The waterfront neighbors in line of sight of the anchoring zone have long complained of anchored boats and the town administrator who advocated for the public hearing said it’s a ‘quality of life issue.’ According to the Massachusetts Environmental Protection, stormwater accounts for 8 percent of the controllable nitrogen load in Tashmoo and fertilizer runoff from homes on the pond account for 5 percent. To many it seems the town is attempting to put a butterfly stitch over a gaping wound by targeting anchoring as a first step in its management plan.

Tashmoo is the gem of Tisbury and while anchoring needs to be discussed, better marked and managed, enacting a moratorium on anchorage is essentially eliminating a town resource. As a Tisbury resident who grew up here we can’t go to Lucy Vincent, Lambert’s Cove or other up-Island beaches in the summer, Tashmoo anchoring is a town recreational resource.
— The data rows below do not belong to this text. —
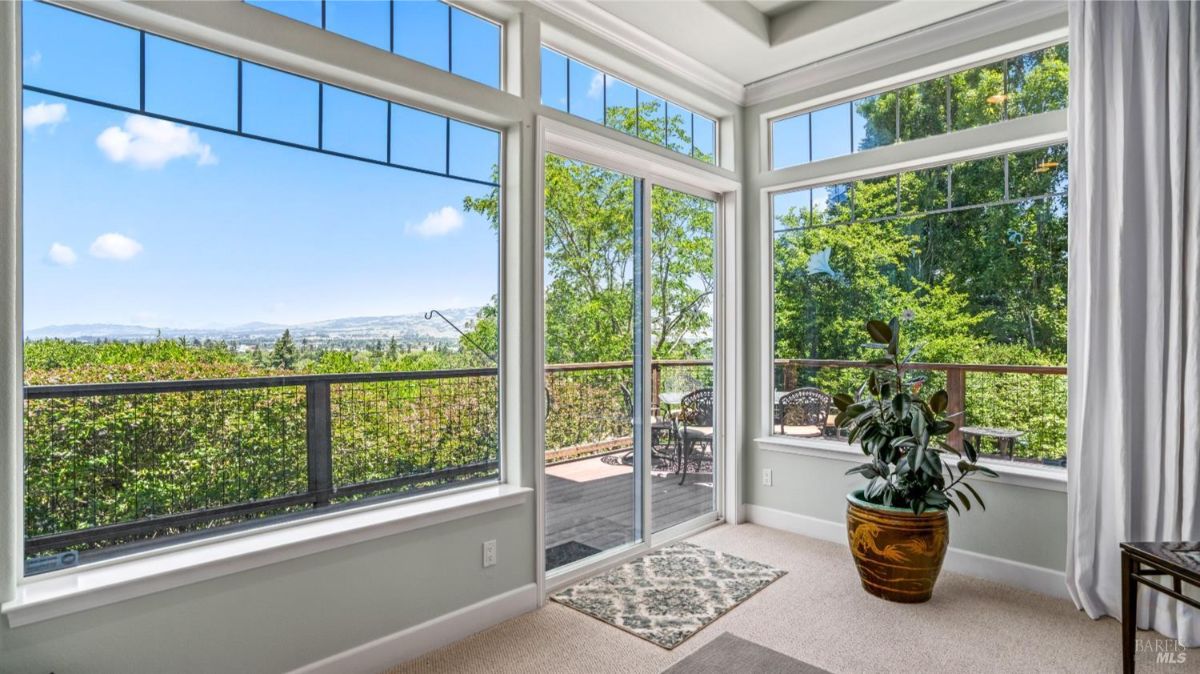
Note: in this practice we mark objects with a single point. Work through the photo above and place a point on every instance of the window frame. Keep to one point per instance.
(1008, 136)
(502, 66)
(580, 143)
(63, 591)
(637, 91)
(852, 94)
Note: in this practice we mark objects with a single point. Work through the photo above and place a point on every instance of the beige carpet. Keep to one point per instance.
(820, 614)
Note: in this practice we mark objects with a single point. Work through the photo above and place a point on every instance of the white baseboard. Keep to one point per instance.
(1000, 570)
(400, 647)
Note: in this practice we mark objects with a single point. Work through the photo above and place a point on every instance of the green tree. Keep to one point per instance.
(589, 254)
(285, 354)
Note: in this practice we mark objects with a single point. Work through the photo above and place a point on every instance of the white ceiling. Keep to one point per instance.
(748, 41)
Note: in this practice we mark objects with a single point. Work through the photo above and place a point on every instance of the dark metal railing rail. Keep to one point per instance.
(1026, 397)
(318, 438)
(589, 407)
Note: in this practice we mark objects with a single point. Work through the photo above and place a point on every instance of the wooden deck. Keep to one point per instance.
(592, 503)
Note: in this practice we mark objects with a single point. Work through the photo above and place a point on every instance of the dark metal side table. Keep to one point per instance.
(1180, 561)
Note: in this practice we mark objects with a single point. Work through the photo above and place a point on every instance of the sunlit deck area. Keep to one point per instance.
(589, 501)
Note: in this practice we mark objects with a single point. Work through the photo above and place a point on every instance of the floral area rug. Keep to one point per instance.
(670, 594)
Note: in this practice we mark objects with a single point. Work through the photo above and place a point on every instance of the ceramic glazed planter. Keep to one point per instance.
(898, 553)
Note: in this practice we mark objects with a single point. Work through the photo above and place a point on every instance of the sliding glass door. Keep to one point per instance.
(631, 417)
(683, 289)
(592, 316)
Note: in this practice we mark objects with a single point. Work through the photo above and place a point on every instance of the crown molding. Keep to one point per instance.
(636, 41)
(1044, 22)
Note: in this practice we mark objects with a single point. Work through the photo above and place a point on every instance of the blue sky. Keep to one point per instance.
(135, 220)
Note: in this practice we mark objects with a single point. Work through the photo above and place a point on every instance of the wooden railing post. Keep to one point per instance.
(319, 441)
(789, 381)
(957, 393)
(655, 385)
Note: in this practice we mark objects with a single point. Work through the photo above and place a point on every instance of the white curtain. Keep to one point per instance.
(1133, 426)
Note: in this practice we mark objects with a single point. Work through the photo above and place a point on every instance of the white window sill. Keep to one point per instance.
(1023, 475)
(53, 595)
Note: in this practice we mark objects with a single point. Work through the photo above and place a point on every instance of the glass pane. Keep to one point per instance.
(978, 96)
(274, 262)
(423, 31)
(586, 91)
(923, 109)
(474, 151)
(978, 181)
(1038, 172)
(475, 48)
(418, 139)
(280, 106)
(622, 106)
(189, 83)
(678, 128)
(682, 265)
(1037, 82)
(875, 198)
(831, 132)
(923, 191)
(791, 210)
(365, 20)
(553, 79)
(306, 11)
(354, 124)
(705, 139)
(591, 500)
(76, 54)
(832, 204)
(652, 118)
(790, 142)
(875, 121)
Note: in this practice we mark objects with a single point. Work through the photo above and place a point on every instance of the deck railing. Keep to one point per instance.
(120, 463)
(1026, 401)
(117, 463)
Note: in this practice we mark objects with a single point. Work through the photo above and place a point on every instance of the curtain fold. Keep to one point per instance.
(1133, 426)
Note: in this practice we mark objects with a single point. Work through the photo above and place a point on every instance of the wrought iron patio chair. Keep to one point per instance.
(695, 422)
(803, 408)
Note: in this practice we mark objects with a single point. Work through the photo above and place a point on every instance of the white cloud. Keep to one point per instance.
(43, 114)
(149, 144)
(438, 223)
(113, 246)
(61, 254)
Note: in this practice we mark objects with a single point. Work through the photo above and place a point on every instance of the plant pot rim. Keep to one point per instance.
(858, 499)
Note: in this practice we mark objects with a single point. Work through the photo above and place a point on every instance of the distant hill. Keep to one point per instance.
(406, 328)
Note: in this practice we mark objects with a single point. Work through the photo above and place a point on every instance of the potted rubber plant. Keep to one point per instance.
(897, 523)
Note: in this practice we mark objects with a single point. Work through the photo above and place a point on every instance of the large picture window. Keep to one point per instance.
(247, 294)
(971, 257)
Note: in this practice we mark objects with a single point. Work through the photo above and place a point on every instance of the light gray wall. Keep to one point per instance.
(1021, 523)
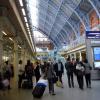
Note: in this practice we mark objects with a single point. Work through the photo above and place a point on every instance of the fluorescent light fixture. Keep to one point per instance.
(4, 33)
(25, 19)
(29, 32)
(19, 46)
(23, 11)
(11, 39)
(21, 2)
(27, 25)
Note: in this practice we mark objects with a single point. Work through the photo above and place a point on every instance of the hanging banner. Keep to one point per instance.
(92, 34)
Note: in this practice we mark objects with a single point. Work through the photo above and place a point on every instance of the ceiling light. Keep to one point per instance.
(19, 46)
(27, 25)
(23, 11)
(21, 2)
(4, 33)
(11, 39)
(25, 19)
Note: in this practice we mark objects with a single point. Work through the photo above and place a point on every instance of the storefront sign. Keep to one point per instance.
(92, 34)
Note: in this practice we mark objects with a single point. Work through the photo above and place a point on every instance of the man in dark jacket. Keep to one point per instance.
(59, 69)
(70, 69)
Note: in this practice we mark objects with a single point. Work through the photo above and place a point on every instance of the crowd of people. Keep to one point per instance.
(50, 70)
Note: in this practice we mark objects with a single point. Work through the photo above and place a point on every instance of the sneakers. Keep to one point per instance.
(53, 94)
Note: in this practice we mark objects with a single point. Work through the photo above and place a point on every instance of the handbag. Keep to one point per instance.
(5, 82)
(58, 84)
(55, 78)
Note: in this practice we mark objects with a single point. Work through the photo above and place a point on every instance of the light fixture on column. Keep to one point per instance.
(11, 39)
(21, 2)
(23, 11)
(4, 32)
(25, 19)
(27, 25)
(19, 46)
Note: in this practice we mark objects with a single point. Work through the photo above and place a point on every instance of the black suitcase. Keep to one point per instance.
(38, 91)
(27, 85)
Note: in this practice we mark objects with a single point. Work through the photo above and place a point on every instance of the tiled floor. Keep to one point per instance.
(65, 93)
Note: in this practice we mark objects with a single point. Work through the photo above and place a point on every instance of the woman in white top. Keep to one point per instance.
(20, 73)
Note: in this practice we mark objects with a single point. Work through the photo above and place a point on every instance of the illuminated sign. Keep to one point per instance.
(92, 34)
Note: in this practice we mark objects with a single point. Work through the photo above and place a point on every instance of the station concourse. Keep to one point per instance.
(49, 31)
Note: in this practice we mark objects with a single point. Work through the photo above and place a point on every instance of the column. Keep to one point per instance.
(15, 62)
(1, 47)
(75, 56)
(80, 56)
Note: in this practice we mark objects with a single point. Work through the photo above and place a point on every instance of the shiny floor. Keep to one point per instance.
(65, 93)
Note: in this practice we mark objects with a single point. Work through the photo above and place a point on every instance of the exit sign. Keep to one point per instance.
(92, 34)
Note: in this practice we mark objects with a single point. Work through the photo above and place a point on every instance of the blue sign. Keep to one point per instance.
(93, 34)
(97, 53)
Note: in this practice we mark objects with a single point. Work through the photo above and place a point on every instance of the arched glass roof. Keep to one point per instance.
(59, 19)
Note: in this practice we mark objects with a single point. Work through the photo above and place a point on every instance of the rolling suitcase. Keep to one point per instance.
(39, 88)
(38, 91)
(27, 85)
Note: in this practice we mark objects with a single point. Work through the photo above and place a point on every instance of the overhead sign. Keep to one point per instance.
(92, 34)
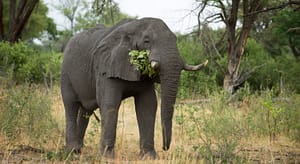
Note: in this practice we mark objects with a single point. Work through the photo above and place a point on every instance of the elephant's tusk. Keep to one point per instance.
(196, 67)
(154, 64)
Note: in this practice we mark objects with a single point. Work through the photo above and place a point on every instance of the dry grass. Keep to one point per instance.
(255, 149)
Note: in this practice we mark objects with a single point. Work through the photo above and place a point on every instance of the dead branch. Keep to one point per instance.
(279, 7)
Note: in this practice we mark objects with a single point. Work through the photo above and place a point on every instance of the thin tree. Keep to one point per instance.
(19, 14)
(238, 17)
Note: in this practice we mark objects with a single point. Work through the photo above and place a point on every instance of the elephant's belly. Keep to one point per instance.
(90, 104)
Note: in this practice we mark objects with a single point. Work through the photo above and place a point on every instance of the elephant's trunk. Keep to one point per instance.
(169, 85)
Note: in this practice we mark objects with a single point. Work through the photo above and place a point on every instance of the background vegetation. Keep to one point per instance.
(259, 121)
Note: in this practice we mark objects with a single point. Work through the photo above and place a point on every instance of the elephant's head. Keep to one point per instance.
(154, 35)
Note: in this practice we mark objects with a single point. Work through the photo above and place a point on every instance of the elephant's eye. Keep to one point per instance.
(147, 41)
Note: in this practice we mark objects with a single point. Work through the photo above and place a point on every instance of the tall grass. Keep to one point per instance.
(215, 129)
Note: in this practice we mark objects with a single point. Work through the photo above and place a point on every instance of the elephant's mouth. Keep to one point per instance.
(154, 64)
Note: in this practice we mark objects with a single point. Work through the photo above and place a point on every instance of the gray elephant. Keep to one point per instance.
(96, 73)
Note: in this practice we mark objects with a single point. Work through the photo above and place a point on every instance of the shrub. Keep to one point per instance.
(25, 113)
(24, 64)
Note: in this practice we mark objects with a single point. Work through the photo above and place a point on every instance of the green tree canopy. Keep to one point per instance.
(14, 25)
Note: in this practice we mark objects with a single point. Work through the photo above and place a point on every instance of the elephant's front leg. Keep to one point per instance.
(146, 106)
(109, 106)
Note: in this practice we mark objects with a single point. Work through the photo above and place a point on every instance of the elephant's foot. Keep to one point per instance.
(73, 149)
(107, 152)
(148, 155)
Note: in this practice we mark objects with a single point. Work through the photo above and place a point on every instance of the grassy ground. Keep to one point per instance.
(210, 130)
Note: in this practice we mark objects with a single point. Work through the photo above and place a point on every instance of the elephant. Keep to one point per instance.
(96, 74)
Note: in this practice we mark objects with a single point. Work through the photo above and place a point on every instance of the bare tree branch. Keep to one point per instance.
(245, 76)
(254, 12)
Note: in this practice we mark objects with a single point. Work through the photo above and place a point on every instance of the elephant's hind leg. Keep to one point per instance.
(71, 112)
(82, 123)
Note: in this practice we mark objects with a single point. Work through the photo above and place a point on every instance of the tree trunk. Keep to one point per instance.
(19, 18)
(1, 22)
(236, 44)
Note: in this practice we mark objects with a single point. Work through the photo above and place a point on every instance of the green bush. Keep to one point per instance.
(25, 112)
(23, 64)
(216, 129)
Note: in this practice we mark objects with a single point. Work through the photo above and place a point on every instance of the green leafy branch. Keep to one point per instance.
(140, 60)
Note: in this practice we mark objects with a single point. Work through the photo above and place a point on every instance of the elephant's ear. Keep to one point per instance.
(119, 65)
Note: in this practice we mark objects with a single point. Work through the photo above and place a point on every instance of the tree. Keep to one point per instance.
(69, 9)
(19, 14)
(239, 17)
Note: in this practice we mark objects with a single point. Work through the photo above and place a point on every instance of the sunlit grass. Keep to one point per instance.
(204, 130)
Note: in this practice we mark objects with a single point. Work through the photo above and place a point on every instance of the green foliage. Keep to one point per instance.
(217, 129)
(25, 112)
(140, 60)
(38, 22)
(22, 63)
(193, 84)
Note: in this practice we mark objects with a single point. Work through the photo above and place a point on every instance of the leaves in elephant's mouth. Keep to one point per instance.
(140, 60)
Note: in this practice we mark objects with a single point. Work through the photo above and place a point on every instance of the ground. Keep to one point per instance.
(254, 150)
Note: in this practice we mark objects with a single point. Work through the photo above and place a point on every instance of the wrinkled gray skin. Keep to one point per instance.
(96, 73)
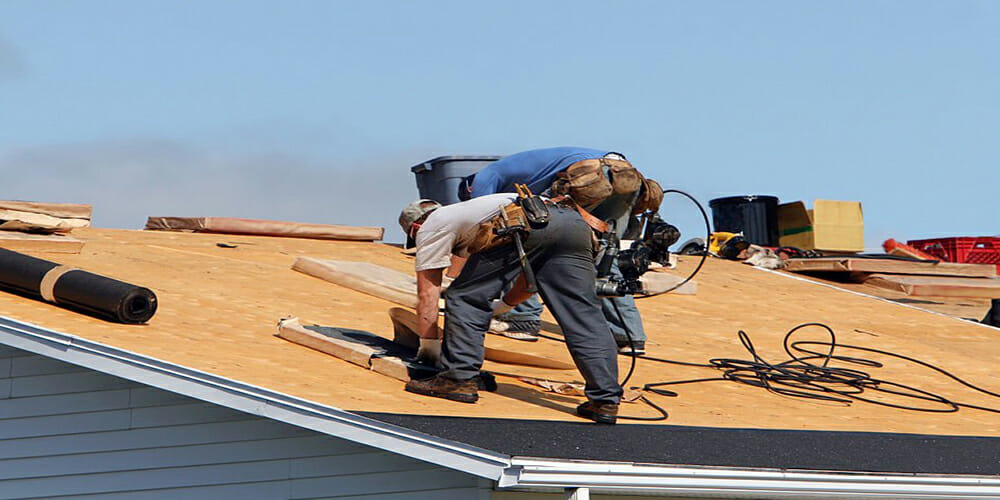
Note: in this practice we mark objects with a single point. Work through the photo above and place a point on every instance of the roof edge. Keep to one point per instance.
(539, 474)
(251, 399)
(862, 294)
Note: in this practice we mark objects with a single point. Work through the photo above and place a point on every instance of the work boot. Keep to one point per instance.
(526, 330)
(486, 381)
(464, 391)
(602, 413)
(637, 348)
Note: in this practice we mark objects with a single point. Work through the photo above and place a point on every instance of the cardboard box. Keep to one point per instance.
(835, 226)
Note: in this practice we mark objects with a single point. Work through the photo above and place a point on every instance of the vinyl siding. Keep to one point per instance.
(69, 432)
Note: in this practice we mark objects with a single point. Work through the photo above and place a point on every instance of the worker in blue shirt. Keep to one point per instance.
(537, 169)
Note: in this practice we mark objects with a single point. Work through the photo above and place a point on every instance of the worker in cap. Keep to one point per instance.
(561, 255)
(540, 170)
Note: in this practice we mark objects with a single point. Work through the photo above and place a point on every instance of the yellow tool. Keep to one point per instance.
(727, 245)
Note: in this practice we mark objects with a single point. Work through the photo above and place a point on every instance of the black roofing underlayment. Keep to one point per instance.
(709, 446)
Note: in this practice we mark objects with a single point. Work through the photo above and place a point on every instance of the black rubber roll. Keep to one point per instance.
(22, 273)
(77, 289)
(103, 296)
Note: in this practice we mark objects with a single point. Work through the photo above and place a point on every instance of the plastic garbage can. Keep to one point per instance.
(438, 179)
(755, 216)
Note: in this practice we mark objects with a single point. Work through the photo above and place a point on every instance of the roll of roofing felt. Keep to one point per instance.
(75, 288)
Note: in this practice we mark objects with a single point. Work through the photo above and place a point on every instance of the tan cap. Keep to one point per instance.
(412, 213)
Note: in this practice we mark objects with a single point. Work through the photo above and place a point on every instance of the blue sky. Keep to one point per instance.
(314, 111)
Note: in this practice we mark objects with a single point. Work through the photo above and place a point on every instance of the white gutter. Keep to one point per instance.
(251, 399)
(516, 473)
(533, 474)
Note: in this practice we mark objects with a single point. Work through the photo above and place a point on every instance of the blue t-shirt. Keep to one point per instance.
(536, 168)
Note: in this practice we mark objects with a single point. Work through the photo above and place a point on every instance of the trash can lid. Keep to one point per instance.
(429, 164)
(747, 198)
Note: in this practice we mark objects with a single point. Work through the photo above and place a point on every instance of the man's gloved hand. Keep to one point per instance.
(429, 351)
(500, 307)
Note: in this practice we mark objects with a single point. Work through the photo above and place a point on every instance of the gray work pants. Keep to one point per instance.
(561, 257)
(621, 314)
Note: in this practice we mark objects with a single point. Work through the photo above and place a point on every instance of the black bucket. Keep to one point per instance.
(754, 216)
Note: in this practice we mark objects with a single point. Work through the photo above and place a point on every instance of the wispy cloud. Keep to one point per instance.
(129, 180)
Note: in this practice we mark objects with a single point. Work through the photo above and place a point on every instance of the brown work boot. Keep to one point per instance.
(602, 413)
(464, 391)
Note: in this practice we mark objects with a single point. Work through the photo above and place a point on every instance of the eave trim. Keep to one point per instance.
(251, 399)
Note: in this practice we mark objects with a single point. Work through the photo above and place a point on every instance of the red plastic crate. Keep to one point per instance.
(967, 250)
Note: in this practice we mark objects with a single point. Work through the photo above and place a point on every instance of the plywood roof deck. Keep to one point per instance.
(218, 309)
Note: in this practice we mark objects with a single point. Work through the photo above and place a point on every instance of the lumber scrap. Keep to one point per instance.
(54, 243)
(60, 210)
(260, 227)
(890, 266)
(937, 286)
(404, 324)
(358, 347)
(364, 277)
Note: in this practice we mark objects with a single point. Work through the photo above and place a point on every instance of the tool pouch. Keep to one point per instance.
(535, 211)
(624, 178)
(486, 237)
(650, 197)
(590, 182)
(585, 182)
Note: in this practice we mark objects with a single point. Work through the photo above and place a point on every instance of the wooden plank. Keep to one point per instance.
(891, 266)
(61, 210)
(293, 331)
(25, 242)
(229, 225)
(937, 286)
(404, 323)
(364, 349)
(23, 221)
(363, 277)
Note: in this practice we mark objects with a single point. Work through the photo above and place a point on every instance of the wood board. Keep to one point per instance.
(364, 277)
(890, 266)
(60, 210)
(259, 227)
(25, 242)
(937, 286)
(359, 347)
(404, 323)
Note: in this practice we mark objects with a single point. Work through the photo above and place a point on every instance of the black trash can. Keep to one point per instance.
(438, 179)
(753, 215)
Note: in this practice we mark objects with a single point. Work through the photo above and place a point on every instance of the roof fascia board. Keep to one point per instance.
(251, 399)
(546, 475)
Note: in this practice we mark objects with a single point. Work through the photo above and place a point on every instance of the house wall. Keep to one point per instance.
(68, 432)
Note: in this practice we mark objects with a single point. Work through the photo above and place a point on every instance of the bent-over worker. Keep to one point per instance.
(559, 253)
(539, 169)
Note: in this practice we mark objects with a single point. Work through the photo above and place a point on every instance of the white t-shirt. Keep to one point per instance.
(449, 229)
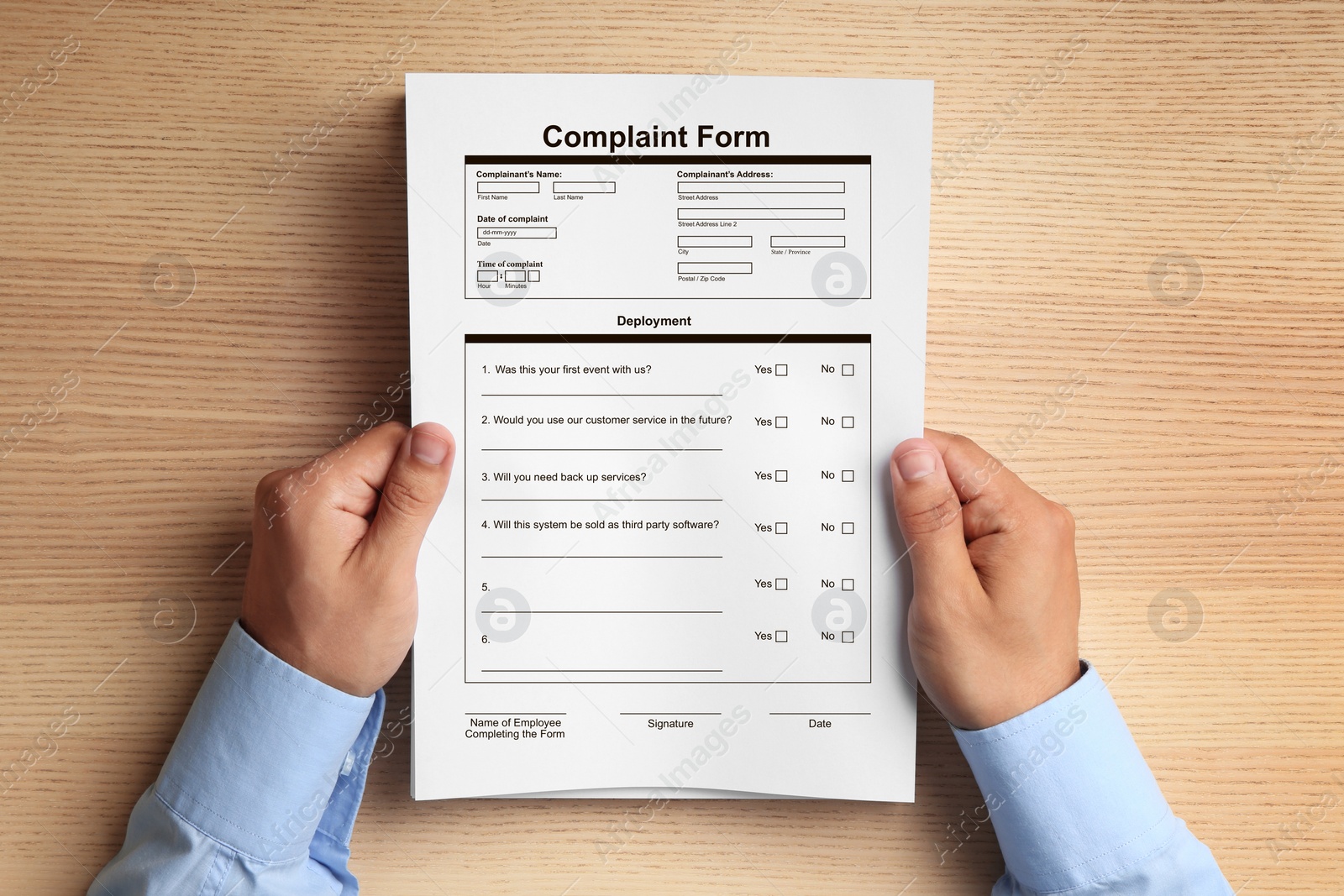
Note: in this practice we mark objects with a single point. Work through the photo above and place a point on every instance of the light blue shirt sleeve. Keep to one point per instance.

With the most immediate water quality causes not being addressed first, taking away this public resource under the pretext of cleaning up Tashmoo would be disingenuous to say the least.

On March 8, I urge the select board to send this issue to the Waterways Committee to create a management plan for anchoring on all of Tisbury’s waterways and to prioritize stormwater and fertilizer runoff as first steps of any management plan. Regarding anchoring, Jay Grande, the town administrator, said, “Lake Tashmoo hasn’t degraded to the level Lagoon Pond has and we talk and we talk and we talk. We’ve been talking my whole tenure here … until we absolutely know we should not be risking the health of that pond any further.” During that tenure, with a plethora of water testing data, surveys, reports and studies dating back to 1998, the town has not meaningfully addressed the most immediately impactful and cost effective issues threatening water quality in Tashmoo; stormwater and fertilizer runoff. I agree that we should not be risking the health of that pond any further and the town must take meaningful action towards that end based on data.